É possível a celebração com Organização da Sociedade Civil (OSC), pois como não acarreta vinculações jurídicas, haja vista que apenas materializa um gesto formal dos envolvidos no sentido que, futuramente, poderão executar suas atividades finalísticas em conjunto, com interesse mútuo.

O objeto pode abranger uma infinidade de atividades, que sejam de competência comum dos entes envolvidos ou que seja própria de um deles, servindo de instrumental para ação do outro. A descrição do objeto deve ser objetiva, clara e precisa, de modo a se evidenciar o interesse público e recíproco dos envolvidos na parceria.

O prazo de vigência deve ser fixado guardando compatibilidade com o necessário à execução do objeto acordado, que, todavia, não se limita ao prazo de 60 meses previsto no art. 57 da Lei nº 8.666/93, haja vista não haver correlação com o exercício financeiro. A prorrogação deverá ser ajustada pelas partes, com a motivação explicitada nos autos.

A base legal que regulamente a celebração dos Protocolos de Intenção está disposto no art. 116, caput e § 1º da Lei nº 8.666/1993. Não são aplicados as regras referentes à termo de colaboração, termo de fomento e acordo de cooperação, dispostos na Lei nº 13.019, de 31 de julho de 2014.

Na UNIPAMPA, a Diretoria de Assuntos Institucionais e Internacionais (DAIINTER) é a unidade responsável pela análise e tramitação dos processos de Protocolos de Intenções celebrados no país e no exterior.

A proposta é iniciada por um servidor da instituição, que insere a documentação no Sistema Eletrônico de Informações (SEI), escolhendo o tipo Relações Internacionais: Cooperação internacional.

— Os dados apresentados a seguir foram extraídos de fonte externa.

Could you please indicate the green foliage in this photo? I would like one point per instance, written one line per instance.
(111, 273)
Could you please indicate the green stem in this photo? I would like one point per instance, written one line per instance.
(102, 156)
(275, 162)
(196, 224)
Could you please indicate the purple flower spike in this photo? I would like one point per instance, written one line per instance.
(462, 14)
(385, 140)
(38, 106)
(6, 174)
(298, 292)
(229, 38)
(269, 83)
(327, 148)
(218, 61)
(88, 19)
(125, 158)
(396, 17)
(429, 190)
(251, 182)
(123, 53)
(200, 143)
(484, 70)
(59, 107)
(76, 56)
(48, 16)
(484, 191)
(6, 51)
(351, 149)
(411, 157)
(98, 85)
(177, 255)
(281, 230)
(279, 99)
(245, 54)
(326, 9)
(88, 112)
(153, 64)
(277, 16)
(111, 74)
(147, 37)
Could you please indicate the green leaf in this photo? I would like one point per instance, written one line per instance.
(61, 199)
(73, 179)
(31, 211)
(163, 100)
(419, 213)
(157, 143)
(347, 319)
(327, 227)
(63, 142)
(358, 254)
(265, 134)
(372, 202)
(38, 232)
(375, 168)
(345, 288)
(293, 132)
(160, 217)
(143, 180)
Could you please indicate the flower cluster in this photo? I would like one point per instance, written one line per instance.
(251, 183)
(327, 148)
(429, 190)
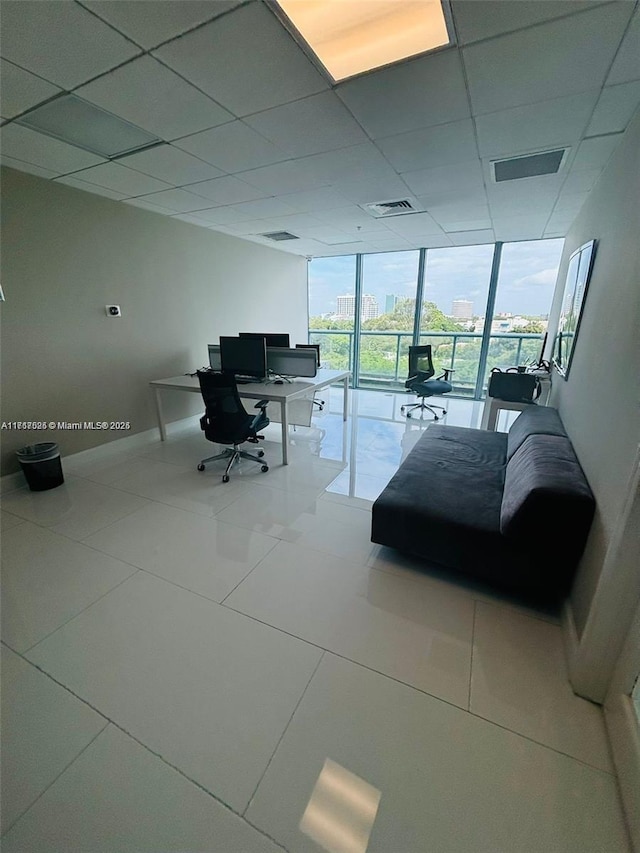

Devem ser anexados ao processo:

  1. despacho à DAIINTER, solicitando análise do pedido de formalização do Protocolo de Intenções;
  2. trocas de e-mails com as tratativas entre as partes, incluindo a aceitação da minuta;
  3. ata de aprovação no conselho do Campus;
  4. breve descrição ou justificativa para a assinatura do Protocolo;
  5. cópias dos documentos dos responsáveis externos, carteira de identidade, documento oficial de nomeação no cargo e endereço profissional;
  6. minuta aprovada pela outra parte;
  7. memorando da Direção do Campus com a concordância da assinatura;
  8. declaração do responsável pelo Protocolo assinada pelos coordenadores;
  9. declaração de cumprimento de objeto assinada pelos coordenadores;
  10. atestado de conformidade do processo com manifestação jurídica referencial; e
  11. plano de trabalho (quando aplicável).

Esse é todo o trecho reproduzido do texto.